I really hope your children's dad continues to support his children. I imagine most would but I know if my son's dad was told he had to pay flat rate maintenance he would be punching the air in delight (like he did when he found out the mother of his daughters had stopped claiming maintenance)

namechange30455 · 27/06/2021 20:30

I didn't know about this rule but it's absolutely mental! As a stepmum I'd be so horrified by my DP's behaviour if he dropped his CM to £7 a week depsite earning 40k that I'd leave him.

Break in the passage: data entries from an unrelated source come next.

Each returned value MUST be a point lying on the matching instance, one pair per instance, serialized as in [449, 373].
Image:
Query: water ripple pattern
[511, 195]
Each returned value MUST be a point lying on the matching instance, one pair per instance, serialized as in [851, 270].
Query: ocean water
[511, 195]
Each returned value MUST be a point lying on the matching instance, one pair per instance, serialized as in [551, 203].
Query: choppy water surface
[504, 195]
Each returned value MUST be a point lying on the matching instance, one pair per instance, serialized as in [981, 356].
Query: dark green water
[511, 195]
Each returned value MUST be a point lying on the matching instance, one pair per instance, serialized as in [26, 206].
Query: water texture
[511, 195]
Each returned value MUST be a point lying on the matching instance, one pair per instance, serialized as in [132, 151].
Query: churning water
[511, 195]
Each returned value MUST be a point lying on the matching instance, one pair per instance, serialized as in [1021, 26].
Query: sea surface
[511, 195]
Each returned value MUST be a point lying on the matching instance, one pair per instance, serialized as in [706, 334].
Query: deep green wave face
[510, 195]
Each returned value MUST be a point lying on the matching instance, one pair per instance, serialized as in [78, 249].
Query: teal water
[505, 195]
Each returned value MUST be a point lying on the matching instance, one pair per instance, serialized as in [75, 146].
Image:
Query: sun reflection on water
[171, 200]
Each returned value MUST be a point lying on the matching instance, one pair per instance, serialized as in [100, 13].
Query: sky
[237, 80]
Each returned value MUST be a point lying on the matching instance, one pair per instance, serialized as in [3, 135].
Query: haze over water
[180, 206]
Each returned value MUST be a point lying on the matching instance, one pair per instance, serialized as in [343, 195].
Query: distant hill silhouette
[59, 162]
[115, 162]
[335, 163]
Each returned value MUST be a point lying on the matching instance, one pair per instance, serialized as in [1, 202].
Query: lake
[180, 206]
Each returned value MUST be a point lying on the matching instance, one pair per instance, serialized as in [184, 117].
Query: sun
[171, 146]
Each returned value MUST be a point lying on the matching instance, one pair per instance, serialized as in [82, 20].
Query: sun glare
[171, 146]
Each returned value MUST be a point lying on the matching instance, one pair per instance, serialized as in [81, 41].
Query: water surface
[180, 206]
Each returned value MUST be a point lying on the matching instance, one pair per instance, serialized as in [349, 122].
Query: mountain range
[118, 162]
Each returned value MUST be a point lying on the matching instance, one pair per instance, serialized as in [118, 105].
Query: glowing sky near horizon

Is there anything you can do to cut expenses? Could the DC get a summer/weekend job to contribute some money to the household if it's a choice between that and having to sell the house?!

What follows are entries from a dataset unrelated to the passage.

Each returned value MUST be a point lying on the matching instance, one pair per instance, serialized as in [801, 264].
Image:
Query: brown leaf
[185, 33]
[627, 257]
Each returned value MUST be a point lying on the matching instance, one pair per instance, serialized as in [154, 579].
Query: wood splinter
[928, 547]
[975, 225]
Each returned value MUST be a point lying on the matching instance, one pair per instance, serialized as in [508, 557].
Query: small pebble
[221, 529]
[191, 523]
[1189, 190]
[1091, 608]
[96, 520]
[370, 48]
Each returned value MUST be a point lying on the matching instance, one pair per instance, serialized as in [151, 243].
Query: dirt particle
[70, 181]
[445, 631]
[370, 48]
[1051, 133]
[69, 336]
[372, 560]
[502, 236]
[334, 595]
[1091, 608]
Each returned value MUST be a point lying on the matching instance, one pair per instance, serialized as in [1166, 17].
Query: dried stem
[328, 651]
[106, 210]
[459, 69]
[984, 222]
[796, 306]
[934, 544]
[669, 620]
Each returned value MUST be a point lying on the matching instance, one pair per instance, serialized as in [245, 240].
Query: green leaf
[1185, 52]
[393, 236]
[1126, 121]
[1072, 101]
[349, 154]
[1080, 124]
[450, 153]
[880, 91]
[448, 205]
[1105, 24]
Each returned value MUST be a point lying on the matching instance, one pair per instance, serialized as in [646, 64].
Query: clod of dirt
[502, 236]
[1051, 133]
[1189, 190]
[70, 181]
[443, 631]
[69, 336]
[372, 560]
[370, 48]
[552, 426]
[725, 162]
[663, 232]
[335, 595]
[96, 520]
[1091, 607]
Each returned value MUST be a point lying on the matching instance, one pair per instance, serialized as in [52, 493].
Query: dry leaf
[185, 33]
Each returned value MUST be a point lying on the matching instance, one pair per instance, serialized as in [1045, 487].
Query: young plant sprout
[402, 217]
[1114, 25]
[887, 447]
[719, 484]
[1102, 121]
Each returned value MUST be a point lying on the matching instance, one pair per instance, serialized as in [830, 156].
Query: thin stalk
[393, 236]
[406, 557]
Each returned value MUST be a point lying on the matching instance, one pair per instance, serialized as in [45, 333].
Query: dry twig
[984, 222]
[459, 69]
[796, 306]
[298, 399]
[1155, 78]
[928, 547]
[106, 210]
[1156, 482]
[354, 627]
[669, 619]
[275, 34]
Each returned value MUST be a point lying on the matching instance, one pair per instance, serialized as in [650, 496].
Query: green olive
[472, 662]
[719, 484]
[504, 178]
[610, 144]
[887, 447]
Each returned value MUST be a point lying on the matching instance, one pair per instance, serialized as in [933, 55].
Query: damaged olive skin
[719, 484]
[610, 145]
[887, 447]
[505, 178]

Babyroobs · 27/06/2021 20:41

@SpideyMom

The more I read the more unfair and vast these systems sound. CMS is terribly unfair, always has been, and now I am shocked to hear how a household earning 40k can Still qualify for UC of around 500, when me, earning 14k with a child gets around half of that. I have friends who earn 30k, 2 kids, one can't work due to health and their claim was denied. So I don't know who makes these decisions.

Seems extremely unfair and vast in who and how you qualify which of course makes it feel unfair to alot of people.

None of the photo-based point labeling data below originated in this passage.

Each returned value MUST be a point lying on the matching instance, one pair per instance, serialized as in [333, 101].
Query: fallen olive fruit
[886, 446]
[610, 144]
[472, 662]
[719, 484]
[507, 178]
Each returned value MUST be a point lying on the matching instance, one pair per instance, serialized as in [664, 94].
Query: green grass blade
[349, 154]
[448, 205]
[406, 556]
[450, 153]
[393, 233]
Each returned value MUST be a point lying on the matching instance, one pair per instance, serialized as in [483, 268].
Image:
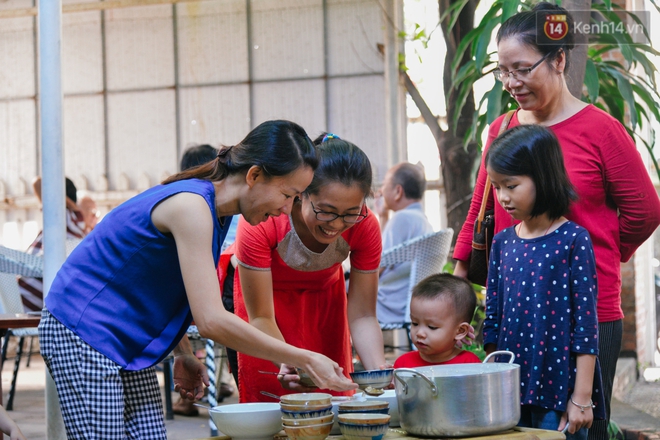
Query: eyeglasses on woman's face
[520, 74]
[325, 216]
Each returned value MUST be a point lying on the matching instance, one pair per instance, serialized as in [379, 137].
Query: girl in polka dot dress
[541, 299]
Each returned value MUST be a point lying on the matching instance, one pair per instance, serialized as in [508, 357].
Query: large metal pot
[459, 400]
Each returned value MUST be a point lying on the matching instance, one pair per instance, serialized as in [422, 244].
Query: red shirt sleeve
[254, 244]
[366, 244]
[463, 247]
[629, 187]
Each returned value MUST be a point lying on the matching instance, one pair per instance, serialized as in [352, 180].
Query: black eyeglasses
[502, 75]
[325, 216]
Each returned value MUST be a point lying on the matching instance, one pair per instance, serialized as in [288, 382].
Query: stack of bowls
[364, 407]
[375, 380]
[307, 416]
[248, 421]
[360, 426]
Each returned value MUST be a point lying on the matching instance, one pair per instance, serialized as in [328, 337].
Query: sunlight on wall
[30, 231]
[10, 236]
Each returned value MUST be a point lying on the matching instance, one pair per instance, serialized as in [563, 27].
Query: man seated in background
[402, 192]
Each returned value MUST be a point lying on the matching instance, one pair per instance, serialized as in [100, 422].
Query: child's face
[516, 194]
[434, 328]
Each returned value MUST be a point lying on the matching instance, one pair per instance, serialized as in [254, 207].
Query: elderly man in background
[402, 192]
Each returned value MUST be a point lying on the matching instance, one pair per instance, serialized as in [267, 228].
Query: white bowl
[363, 432]
[254, 421]
[373, 378]
[390, 397]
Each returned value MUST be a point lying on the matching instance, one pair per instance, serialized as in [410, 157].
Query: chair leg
[167, 377]
[12, 390]
[27, 364]
[5, 345]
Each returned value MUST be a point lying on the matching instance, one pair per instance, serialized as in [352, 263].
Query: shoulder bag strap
[484, 199]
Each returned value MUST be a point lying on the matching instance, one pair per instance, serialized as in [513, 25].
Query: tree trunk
[579, 10]
[457, 161]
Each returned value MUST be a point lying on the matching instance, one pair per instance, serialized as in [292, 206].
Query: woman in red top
[617, 203]
[290, 281]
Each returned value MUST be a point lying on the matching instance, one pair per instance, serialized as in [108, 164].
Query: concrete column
[52, 184]
[395, 109]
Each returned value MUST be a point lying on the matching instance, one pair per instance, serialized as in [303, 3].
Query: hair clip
[330, 136]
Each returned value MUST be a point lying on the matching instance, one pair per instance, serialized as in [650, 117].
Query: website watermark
[594, 27]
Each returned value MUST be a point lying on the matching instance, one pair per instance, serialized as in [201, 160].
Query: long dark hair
[340, 161]
[523, 26]
[534, 151]
[278, 147]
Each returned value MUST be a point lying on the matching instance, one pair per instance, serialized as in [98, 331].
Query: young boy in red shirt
[441, 309]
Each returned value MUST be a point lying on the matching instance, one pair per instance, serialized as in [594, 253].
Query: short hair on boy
[411, 178]
[457, 290]
[534, 151]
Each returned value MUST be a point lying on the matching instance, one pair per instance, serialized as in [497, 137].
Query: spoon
[373, 391]
[274, 396]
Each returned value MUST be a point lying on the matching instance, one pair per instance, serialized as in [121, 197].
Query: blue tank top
[121, 289]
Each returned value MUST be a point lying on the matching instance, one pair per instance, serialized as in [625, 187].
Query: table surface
[394, 434]
[18, 320]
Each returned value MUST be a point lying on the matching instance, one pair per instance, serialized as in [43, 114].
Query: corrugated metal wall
[142, 83]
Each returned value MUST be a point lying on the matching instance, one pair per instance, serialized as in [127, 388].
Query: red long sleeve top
[617, 203]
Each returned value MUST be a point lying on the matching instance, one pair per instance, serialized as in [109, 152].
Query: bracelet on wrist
[583, 407]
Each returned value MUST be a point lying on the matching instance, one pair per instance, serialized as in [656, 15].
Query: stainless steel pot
[459, 400]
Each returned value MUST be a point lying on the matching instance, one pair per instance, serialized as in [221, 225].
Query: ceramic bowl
[390, 397]
[365, 411]
[311, 421]
[364, 419]
[373, 378]
[309, 432]
[364, 405]
[363, 432]
[291, 407]
[248, 420]
[306, 414]
[306, 399]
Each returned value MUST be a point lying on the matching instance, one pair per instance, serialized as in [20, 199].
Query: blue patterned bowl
[373, 378]
[363, 432]
[306, 414]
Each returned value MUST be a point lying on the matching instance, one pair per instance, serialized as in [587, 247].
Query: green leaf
[509, 8]
[453, 12]
[494, 108]
[480, 55]
[465, 71]
[462, 46]
[627, 94]
[591, 81]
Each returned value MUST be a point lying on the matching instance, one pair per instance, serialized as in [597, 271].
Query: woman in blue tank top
[124, 298]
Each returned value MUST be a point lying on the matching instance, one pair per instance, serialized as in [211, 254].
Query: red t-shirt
[413, 359]
[617, 203]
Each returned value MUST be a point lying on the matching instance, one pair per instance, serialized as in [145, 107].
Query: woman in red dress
[290, 281]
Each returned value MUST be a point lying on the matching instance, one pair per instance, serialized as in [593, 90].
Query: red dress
[412, 359]
[309, 292]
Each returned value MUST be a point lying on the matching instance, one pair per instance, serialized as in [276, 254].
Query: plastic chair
[428, 254]
[20, 263]
[11, 302]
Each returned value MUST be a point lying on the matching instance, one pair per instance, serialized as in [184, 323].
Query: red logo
[555, 26]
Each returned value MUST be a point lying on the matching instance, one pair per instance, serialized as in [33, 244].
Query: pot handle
[434, 389]
[499, 352]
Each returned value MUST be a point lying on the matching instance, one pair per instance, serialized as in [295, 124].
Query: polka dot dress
[541, 305]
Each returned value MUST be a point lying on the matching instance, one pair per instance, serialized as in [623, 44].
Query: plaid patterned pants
[99, 399]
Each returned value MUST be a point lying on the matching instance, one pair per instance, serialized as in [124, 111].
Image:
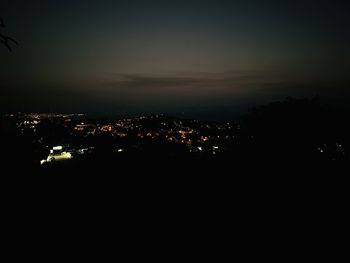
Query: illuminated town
[48, 139]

I really hope your children's dad continues to support his children. I imagine most would but I know if my son's dad was told he had to pay flat rate maintenance he would be punching the air in delight (like he did when he found out the mother of his daughters had stopped claiming maintenance)

I based my calculation on them getting child elements for all 3 kids, Limited capability for work and work related activity element for the partner and carers element for the husband which is she is disabled and gets PIP, he would be able to claim even if earning 40k. I didn't factor in any rent element which could make it higher.
PumpkinKlNG · 28/06/2021 00:59

The thing is everyone says they would be horrified if it was their partner but loads of women are seemingly ok with it and even encourage their partners to pay less

Rapunzel91 · 30/06/2021 20:40

@3peassuit

If I understand this correctly, the paying parent could be on £100,000 pa and still not have to pay a penny if their partner was on certain benefits. Unbelievably ridiculous.
Absolutely not. If you lived with someone who earned 100k you would not be entitled to any benefits, even if you were on low or no income and despite how many children live in your house.
sonypony · 01/07/2021 16:01

If I understand this correctly, the paying parent could be on £100,000 pa and still not have to pay a penny if their partner was on certain benefits. Unbelievably ridiculous.

Yes it seems carers allowance is on the list. You can claim that if your personal income is low enough regardless of household income or savings. I'm very surprised that it would enable the partner to move to flat rate maintenance even with a 100k income.